The Queen Is Dead : la couronne brisée des Smiths
Il y a des disques qui ne racontent pas une époque, ils la transpercent. "The Queen Is Dead" (1986) est de ceux-là.
C’est Manchester sous la pluie, mais aussi l’Angleterre qui s’écroule, Thatcher en fond de tableau et Morrissey qui s’avance, gladiateur mélancolique, pour chanter la fin d’un royaume imaginaire. Dès la première chanson, une satire royale gonflée de rage et d’humour noir, on comprend : ici, le groupe n’a plus peur de rien.
Johnny Marr, lui, déroule ses guitares comme des cascades électriques - fluides, tranchantes, infiniment mélodiques. Jamais ses arpèges n’ont semblé à ce point taillés dans la lumière. La production de Stephen Street donne à l’ensemble une clarté presque insolente : chaque note brille, chaque riff respire. Entre les coups de batterie secs de Mike Joyce et la basse charnue d’Andy Rourke, l’architecture est solide, mais tout semble flotter, comme suspendu.
Et puis il y a Morrissey. L’homme qui ose chanter l’échec amoureux comme un acte de bravoure, la solitude comme un étendard. Dans There Is a Light That Never Goes Out, il invente une liturgie pour adolescents perdus : mourir dans un accident de voiture devient l’équivalent d’un hymne à la passion absolue. Qui, en 1986, écrivait ça ? Personne.

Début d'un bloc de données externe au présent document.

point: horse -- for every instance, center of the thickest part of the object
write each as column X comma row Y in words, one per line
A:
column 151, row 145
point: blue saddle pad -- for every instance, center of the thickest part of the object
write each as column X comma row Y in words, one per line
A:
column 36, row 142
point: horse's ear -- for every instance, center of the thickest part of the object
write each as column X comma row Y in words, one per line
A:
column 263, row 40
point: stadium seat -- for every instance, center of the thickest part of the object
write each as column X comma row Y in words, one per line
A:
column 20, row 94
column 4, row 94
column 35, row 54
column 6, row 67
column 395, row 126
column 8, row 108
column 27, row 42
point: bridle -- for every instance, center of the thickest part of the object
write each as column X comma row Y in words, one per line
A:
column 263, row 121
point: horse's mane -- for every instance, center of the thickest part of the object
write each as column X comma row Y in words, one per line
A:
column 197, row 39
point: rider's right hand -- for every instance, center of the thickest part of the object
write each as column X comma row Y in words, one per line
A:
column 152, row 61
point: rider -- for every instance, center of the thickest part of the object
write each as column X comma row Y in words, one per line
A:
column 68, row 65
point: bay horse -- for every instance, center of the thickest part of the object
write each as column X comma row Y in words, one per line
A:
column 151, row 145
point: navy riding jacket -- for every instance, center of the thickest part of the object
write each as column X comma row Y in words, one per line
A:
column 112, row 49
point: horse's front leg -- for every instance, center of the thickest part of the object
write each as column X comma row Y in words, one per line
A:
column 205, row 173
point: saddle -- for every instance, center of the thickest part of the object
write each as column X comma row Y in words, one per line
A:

Ce disque est à la fois funèbre et incandescent. Un tombeau pour la monarchie et un feu follet pour les cœurs romantiques. Écouter The Queen Is Dead, c’est sentir l’histoire bifurquer, deviner les futurs possibles de la pop indie, de Radiohead à Suede, de Blur à tous les gamins qui, une guitare en main, se sont crus invincibles quelques minutes.
Un chef-d’œuvre qui ne s’explique pas seulement : il s’habite.